Selon les chercheurs, les plantes prospèrent lorsqu’on leur parle ou lorsque de la musique est jouée dans leur voisinage, qu’il s’agisse de Mozart ou de heavy metal. Et quand la nation mineure d’Emily Dickinson célèbre sa messe discrète, apparemment les fleurs peuvent entendre le chœur des crickets. Une équipe de chercheurs israéliens confirmé en 2019 que les fleurs augmentent leur sucre de nectar pour attirer le trafic aérien dans leur voisinage. « Les battements d’ailes des pollinisateurs volants, y compris les insectes, les oiseaux et les chauves-souris, produisent des ondes sonores qui se propagent rapidement dans l’air », ont-ils observé, affirmant qu ‘ »un organe végétal possible qui pourrait relayer le signal acoustique aérien dans une réponse est la fleur elle-même, surtout dans les fleurs en forme de ‘bol’.

Le printemps était sinistrement calme quand j’étais enfant, à l’apogée du dichlorodiphényltrichloroéthane. Je me souviens du camion lent à Myrtle Beach, où mes grands-parents garaient leur Airstream au début des années 60, crachant un brouillard de DDT pour tuer les moustiques. Dans le chapitre intitulé « And No Birds Sang » dans Printemps silencieux, l’expression de Rachel Carson « la pulvérisation des ormes » acquiert la sombre résonance du « silence des agneaux ». Vous vaporisez du DDT sur les ormes pour attaquer le système nerveux des coléoptères porteurs de la maladie hollandaise de l’orme, les vers de terre ingèrent les produits chimiques, les oiseaux avalent les vers et tout le monde meurt. Les merles meurent; les parulines meurent; le pygargue à tête blanche meurt, presque au point d’extinction. Oh, et les ormes meurent aussi.

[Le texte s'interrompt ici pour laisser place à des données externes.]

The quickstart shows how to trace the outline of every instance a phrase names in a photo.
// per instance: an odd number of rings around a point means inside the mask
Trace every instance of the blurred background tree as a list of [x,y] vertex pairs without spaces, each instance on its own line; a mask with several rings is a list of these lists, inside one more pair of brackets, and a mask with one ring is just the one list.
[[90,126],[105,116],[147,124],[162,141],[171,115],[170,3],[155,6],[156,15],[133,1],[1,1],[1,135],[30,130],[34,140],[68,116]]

« C’était un printemps sans voix », écrit Carson. « Les matins qui avaient jadis palpité avec le chœur de l’aube des rouges-gorges, des oiseaux-chats, des colombes, des geais, des troglodytes et des dizaines d’autres voix d’oiseaux, il n’y avait plus aucun son ; seul le silence régnait sur les champs, les bois et les marais. Pour le titre de son livre (et aussi, je pense, pour son humeur dominante), Carson s’est inspirée des vers « Le carex s’est fané du lac, / Et aucun oiseau ne chante » de « La Belle Dame sans Merci » de John Keats.

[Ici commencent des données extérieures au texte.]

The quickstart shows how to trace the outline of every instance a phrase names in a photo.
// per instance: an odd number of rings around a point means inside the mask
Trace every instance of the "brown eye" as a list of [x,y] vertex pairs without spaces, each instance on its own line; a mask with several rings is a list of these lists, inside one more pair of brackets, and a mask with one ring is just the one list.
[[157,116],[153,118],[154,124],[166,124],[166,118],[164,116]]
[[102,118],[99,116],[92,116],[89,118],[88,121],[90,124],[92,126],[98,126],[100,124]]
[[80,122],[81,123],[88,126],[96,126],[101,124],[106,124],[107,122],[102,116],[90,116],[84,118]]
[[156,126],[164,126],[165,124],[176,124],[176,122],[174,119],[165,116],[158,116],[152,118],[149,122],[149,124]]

J’ai découvert la ballade gothique pour la première fois dans le cours d’anglais de Jeff Campbell à la Putney School au printemps agité de 1972, lorsque Nixon a miné le port de Haiphong. Dans ses mémoires, Tenir bonphotographe et ancienne de Putney, Sally Mann décrit Campbell comme « un homme noir rond, fumeur de pipe et aux yeux verts » qui l’a encouragée à lire Absalom, Absalom !, lui faisant ainsi découvrir « la grande tristesse et la tragédie de notre vie américaine » en général et le poids de la race dans son Sud natal en particulier. Incapable de trouver une chaire dans le Vermont blanc comme le lys, Campbell s’est rendu en voiture à Dickinson’s Amherst, où je vis maintenant, pour prêcher à l’Église unitarienne universaliste.

J’assisterai à la cinquantième réunion de ma classe à Putney ce printemps. Les retrouvailles espacées de cinq ans ont pour habitude de télescoper sa vie : boulot, mariage, enfants, divorce, retraite, maladie, petits-enfants, décès…

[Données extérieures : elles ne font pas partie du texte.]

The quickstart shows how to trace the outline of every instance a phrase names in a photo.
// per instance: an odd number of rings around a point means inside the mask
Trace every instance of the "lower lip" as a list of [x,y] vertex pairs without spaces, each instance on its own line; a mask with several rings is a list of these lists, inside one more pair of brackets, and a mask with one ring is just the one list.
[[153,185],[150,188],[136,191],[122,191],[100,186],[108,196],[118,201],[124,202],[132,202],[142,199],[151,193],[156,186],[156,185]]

Mais bon, c’est le printemps, même s’il fait encore un peu trop froid pour le confort. Les forêts se réveillent, et donc, si nous avons bu assez de café, nous le sommes. Un de mes amis s’est réveillé à la lumière de l’aube et s’est rendu compte qu’il avait oublié d’éteindre son application Merlin Bird ID. Il a été étonné de constater qu’il avait enregistré un grand-duc d’Amérique. Les moineaux chanteurs sont « bouclés pour l’été », comme l’a écrit Elizabeth Bishop dans « A Cold Spring »,

et dans l’érable le cardinal complémentaire
fit claquer un fouet, et le dormeur se réveilla,
qui s’étend sur des kilomètres de branches vertes depuis le sud.